A good piece of art always starts with an idea. Once that is established it's time to start pulling everything together to make a print. The first thing I have to do at this stage is to figure out the size and proportion of the image and how many colors and blocks I'm using. Once that is sorted I start sketching and retooling until I have the final drawing, colors and blocks mapped out. To help with this process I like to import my sketches into Photoshop and make a mock-up of all the layered blocks. The slide below is the same mock up I used for my Portland Head Light Print.
Playing with the image and layers in Photoshop allows me to really explore all my color options and gives me an idea of what the finished piece will look like. This mock up essentially becomes a blueprint for my print work ahead .

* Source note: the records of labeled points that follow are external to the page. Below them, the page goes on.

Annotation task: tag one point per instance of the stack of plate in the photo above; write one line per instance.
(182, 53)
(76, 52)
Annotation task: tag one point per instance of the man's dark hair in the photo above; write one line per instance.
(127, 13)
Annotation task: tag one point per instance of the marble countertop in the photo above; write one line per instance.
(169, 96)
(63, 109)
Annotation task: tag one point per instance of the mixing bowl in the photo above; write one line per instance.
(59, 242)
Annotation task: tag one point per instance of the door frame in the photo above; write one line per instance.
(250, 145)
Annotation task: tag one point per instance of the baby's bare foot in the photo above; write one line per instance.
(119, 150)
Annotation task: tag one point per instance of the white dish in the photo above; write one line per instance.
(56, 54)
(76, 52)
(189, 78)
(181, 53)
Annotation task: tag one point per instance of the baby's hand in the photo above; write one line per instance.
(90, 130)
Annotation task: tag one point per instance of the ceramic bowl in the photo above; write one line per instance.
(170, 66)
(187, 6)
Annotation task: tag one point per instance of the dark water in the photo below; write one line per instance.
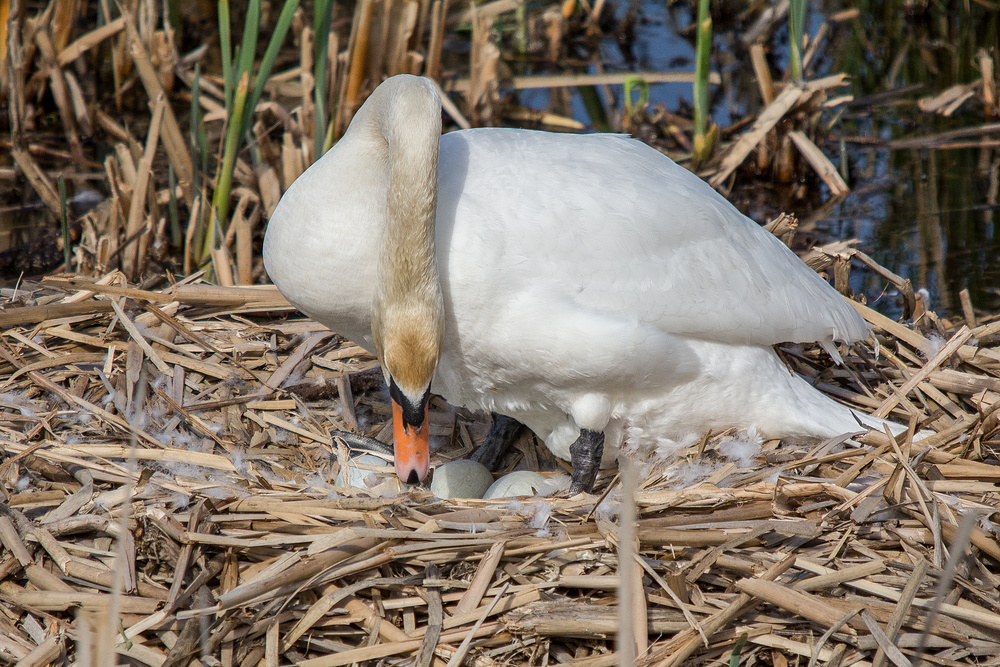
(926, 213)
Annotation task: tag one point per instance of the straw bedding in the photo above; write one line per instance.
(170, 494)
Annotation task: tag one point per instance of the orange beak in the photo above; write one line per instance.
(411, 446)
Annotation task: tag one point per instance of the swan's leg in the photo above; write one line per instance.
(501, 435)
(586, 455)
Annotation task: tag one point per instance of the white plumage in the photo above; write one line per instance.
(588, 282)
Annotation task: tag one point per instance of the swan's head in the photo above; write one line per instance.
(408, 347)
(402, 121)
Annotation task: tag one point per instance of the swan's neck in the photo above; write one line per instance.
(408, 310)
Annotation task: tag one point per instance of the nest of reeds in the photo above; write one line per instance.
(169, 480)
(169, 460)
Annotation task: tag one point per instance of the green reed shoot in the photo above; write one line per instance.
(796, 27)
(703, 138)
(241, 98)
(633, 83)
(322, 15)
(64, 220)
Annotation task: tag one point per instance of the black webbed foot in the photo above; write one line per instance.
(586, 454)
(502, 434)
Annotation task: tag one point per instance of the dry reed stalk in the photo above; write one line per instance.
(60, 92)
(173, 140)
(36, 177)
(131, 256)
(819, 162)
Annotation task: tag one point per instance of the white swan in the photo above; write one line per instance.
(584, 285)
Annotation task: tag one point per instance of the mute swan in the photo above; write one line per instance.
(583, 285)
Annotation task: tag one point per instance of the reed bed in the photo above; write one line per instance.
(170, 494)
(168, 425)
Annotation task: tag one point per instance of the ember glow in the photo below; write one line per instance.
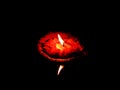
(60, 40)
(59, 69)
(59, 46)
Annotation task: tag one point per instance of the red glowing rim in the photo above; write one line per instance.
(50, 39)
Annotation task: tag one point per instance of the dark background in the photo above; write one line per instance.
(26, 23)
(29, 67)
(32, 67)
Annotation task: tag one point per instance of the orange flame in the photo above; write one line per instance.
(59, 69)
(60, 40)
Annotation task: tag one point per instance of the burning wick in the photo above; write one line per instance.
(59, 69)
(60, 46)
(60, 40)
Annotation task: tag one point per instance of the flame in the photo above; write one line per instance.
(59, 69)
(60, 40)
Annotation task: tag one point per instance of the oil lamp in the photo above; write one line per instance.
(59, 47)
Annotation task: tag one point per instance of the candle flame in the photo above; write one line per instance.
(59, 69)
(60, 40)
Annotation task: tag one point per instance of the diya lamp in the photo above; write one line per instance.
(59, 47)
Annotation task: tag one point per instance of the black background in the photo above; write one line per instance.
(30, 68)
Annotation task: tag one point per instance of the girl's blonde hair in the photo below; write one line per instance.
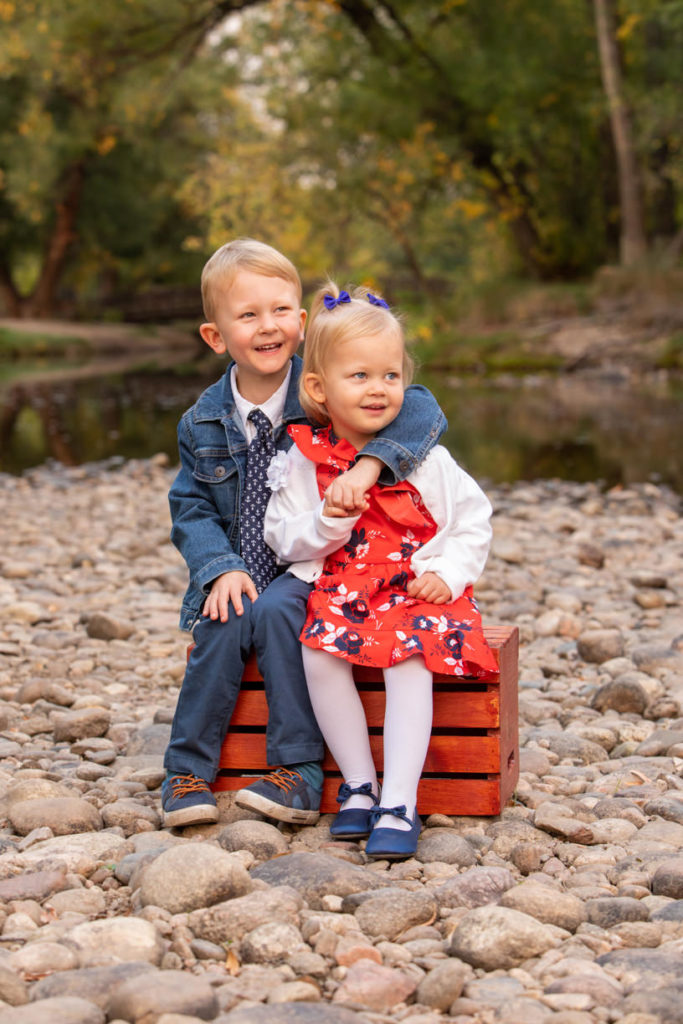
(243, 254)
(346, 314)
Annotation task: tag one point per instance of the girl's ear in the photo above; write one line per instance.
(314, 388)
(302, 324)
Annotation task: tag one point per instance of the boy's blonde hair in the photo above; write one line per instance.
(243, 254)
(363, 313)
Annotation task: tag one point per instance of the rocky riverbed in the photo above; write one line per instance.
(565, 909)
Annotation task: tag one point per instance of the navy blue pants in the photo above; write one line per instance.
(271, 626)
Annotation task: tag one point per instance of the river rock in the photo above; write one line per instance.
(260, 838)
(392, 912)
(63, 815)
(546, 904)
(230, 921)
(442, 985)
(623, 694)
(608, 911)
(663, 1006)
(445, 846)
(130, 815)
(375, 987)
(143, 997)
(96, 984)
(600, 645)
(495, 937)
(12, 987)
(475, 887)
(116, 940)
(642, 969)
(668, 879)
(72, 725)
(316, 875)
(191, 876)
(35, 788)
(271, 943)
(297, 1013)
(102, 627)
(70, 1010)
(34, 885)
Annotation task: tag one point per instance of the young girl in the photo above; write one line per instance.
(393, 568)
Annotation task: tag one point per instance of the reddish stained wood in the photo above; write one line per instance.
(475, 774)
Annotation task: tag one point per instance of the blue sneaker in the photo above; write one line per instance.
(187, 800)
(393, 844)
(285, 796)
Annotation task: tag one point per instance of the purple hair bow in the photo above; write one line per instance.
(330, 301)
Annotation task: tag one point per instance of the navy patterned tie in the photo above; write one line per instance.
(258, 556)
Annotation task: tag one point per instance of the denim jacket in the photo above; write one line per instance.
(206, 494)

This is the final pen & ink drawing finalized made from all my first draft sketches
This is achieved by making a carbon copy of the original line drawing with graphite pencil and transferring onto a block. Whilst transferring the block I always make mental notes of how I’m going to carve. Sometimes I find better ways of designing at this stage that works better with carving so I like to refrain from carving any more blocks until after this one is finished and a test print is made.

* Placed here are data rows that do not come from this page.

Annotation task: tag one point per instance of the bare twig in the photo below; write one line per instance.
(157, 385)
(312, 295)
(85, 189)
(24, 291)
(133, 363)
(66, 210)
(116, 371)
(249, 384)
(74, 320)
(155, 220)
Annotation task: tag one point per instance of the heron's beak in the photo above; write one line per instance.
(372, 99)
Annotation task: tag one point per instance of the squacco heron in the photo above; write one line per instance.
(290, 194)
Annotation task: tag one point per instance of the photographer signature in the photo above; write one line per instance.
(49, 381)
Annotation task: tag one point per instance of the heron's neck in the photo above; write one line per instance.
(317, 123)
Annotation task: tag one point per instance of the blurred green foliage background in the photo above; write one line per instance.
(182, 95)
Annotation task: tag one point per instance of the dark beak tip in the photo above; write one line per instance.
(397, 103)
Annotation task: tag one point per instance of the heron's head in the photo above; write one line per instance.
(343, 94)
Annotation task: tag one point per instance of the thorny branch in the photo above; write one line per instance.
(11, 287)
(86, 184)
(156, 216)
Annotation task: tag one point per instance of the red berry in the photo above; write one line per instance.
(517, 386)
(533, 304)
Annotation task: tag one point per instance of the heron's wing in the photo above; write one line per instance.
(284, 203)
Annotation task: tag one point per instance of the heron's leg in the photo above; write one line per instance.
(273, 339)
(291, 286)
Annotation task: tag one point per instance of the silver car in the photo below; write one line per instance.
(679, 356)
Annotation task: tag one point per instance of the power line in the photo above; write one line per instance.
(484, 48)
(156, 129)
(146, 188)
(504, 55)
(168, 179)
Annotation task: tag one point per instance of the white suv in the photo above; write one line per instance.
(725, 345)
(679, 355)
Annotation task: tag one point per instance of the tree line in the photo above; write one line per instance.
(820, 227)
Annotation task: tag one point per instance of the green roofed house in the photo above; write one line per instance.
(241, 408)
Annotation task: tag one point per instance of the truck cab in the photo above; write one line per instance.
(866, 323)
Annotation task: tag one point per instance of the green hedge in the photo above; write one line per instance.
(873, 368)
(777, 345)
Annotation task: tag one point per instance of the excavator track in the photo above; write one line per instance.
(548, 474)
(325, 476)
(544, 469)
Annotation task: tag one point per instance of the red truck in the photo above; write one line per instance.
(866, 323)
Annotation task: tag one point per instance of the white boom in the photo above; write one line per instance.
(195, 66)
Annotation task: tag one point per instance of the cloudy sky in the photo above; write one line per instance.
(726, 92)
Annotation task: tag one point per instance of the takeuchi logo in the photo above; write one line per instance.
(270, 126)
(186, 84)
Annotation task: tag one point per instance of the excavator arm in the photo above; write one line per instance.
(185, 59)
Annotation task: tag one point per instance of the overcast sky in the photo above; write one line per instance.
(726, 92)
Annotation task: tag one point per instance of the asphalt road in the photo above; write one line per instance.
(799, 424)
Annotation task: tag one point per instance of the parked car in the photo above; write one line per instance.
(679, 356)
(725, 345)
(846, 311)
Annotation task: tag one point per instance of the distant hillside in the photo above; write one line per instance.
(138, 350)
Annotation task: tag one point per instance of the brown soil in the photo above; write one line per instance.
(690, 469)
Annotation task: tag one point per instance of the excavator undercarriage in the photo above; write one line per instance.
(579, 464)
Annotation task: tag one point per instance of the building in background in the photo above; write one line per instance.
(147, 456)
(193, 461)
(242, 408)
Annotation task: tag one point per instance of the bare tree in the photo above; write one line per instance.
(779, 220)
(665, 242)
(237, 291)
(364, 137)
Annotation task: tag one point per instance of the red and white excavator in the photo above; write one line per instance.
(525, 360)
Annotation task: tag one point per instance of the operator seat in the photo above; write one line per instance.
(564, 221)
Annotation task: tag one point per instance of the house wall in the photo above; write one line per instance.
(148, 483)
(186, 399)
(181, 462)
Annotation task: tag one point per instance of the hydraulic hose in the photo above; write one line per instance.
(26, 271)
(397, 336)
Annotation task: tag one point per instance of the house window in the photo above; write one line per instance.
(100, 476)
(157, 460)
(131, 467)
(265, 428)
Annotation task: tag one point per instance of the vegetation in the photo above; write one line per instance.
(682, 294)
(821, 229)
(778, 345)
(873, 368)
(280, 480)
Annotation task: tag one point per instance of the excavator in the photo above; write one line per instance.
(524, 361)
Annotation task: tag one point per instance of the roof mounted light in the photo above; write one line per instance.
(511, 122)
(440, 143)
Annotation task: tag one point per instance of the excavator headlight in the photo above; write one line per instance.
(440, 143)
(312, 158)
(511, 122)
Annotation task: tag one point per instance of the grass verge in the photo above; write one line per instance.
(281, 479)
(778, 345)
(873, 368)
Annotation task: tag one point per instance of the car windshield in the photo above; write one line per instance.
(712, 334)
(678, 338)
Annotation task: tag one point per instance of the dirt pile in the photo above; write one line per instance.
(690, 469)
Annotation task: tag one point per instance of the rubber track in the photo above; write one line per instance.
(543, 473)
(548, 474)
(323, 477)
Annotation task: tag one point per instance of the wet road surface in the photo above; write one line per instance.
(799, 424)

So many things can change between in the process between transferring the original line drawing to the block and finally carving the block. When working on a project with multiple blocks I always wait to print my last line drawing first, then create all the other blocks from this. I’ve tried carving them all at once from the master blueprint, but inevitably something shifts and the registration goes all wonky. With my first line block cut I know exactly where to put my colors.

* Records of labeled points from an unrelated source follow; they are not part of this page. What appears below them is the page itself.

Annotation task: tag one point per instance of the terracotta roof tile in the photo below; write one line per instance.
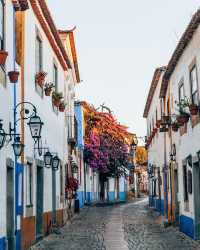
(184, 41)
(153, 86)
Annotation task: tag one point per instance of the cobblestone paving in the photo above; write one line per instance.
(131, 226)
(143, 233)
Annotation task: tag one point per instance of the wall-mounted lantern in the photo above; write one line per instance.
(34, 123)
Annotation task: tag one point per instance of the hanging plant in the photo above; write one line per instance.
(182, 119)
(158, 123)
(193, 109)
(56, 98)
(175, 127)
(13, 76)
(72, 184)
(40, 78)
(3, 56)
(62, 106)
(48, 87)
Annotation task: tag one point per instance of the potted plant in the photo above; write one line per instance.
(182, 118)
(40, 78)
(62, 106)
(193, 109)
(56, 98)
(158, 123)
(48, 88)
(13, 76)
(3, 56)
(155, 130)
(175, 126)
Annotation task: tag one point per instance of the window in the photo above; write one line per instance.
(1, 24)
(29, 185)
(181, 92)
(185, 183)
(38, 54)
(38, 62)
(61, 180)
(55, 77)
(55, 82)
(193, 85)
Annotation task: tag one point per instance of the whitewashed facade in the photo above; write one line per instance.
(181, 148)
(36, 199)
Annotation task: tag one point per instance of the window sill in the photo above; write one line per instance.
(29, 206)
(195, 120)
(183, 129)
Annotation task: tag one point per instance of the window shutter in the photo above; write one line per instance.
(190, 182)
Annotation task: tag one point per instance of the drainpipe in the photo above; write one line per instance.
(165, 172)
(14, 120)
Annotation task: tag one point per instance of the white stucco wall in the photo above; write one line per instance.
(188, 144)
(156, 149)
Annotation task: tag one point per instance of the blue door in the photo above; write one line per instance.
(18, 203)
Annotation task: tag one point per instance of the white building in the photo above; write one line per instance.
(36, 199)
(182, 80)
(179, 95)
(155, 141)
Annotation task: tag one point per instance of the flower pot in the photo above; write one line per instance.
(3, 56)
(155, 130)
(61, 108)
(193, 109)
(40, 78)
(183, 118)
(56, 103)
(175, 127)
(13, 76)
(47, 92)
(158, 123)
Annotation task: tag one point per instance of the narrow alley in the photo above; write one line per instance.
(120, 227)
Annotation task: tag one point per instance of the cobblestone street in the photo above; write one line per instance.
(120, 227)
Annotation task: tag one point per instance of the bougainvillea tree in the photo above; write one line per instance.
(106, 142)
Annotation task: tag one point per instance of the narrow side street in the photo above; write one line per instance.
(130, 226)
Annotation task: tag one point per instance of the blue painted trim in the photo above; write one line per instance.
(3, 243)
(111, 196)
(165, 194)
(122, 196)
(89, 197)
(18, 240)
(81, 198)
(157, 204)
(187, 225)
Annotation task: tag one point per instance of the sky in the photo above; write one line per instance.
(119, 45)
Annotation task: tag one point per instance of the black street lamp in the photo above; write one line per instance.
(55, 163)
(2, 135)
(35, 125)
(18, 147)
(48, 159)
(74, 168)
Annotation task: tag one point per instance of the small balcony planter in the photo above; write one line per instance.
(164, 129)
(40, 78)
(13, 76)
(3, 56)
(56, 98)
(62, 107)
(155, 130)
(48, 88)
(175, 127)
(193, 109)
(158, 123)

Here’s a jig I made from pieces of foam core. It’s important that all the blocks are lined up perfectly. If not then the print will be out of whack
Once the final proof for the black outline layer is complete I can go ahead and layout and carve all my subsequent blocks. For the Portland Head Light Print I ended up using a total of six blocks
I generally print with water-based inks on Stonehenge paper. I let each print dry for at least an hour between presses.